Friday, October 16, 2009

Plants can Recognize Their Siblings

Researchers at the University of Delaware have discovered that plants can recognize their siblings. The study was led by Harsh Bais, assistant professor of plant and soil sciences at the University of Delaware. The ID system of the plant is in the roots and the chemical cues they emanate. The discovery has implications for the future of agriculture and even home gardening.
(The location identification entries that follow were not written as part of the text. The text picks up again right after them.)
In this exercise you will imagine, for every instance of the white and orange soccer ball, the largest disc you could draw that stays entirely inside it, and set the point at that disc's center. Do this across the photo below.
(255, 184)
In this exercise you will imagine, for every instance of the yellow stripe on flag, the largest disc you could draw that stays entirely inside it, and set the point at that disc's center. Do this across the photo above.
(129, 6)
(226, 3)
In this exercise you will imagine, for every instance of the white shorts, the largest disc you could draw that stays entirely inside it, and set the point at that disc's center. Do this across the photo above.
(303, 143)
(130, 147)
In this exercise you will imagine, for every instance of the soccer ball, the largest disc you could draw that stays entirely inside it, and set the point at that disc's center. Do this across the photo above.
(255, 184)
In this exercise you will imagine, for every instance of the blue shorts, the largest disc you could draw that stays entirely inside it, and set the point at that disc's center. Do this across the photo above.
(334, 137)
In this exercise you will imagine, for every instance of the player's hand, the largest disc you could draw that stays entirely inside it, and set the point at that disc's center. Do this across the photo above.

In 2007 Susan Dudley, an evolutionary plant ecologist at McMaster University in Hamilton, Ontario, and her colleagues had observed that when siblings are grown next to each other in the soil, they “play nice” and don't send out more roots to compete with one another. In the contrary the moment one of the plants is thrown in with strangers, it begins competing with them by rapidly growing more roots to take up the water and mineral nutrients in the soil. Bais wanted to find the mechanism behind the sibling recognition and set up a study with wild populations of Arabidopsis thaliana.

Young seedlings were exposed to liquid media containing the root secretions or “exudates” from siblings, from strangers (non-siblings), or only their own exudates. The length of the longest lateral root and of the hypocotyl, the first leaf-like structure that forms on the plant, was measured. In one experiment, the root exudates were inhibited by sodium orthovanadate, which specifically blocks root secretions without imparting adverse growth effects on roots. The exposure of plants to the root exudates of strangers induced greater lateral root formation than exposure of plants to sibling exudates. Stranger recognition was abolished upon treatment with the secretion inhibitor.

Bais noted that Strangers planted next to each other are often shorter, as so much of their energy is directed at root growth. Siblings does not compete against each other and their roots are often much shallower. He also observed that sibling plants grow next to each other, their leaves often will touch and intertwine compared to strangers that grow rigidly upright and avoid touching.

Details of the research appear in the journal Communicative & Integrative Biology.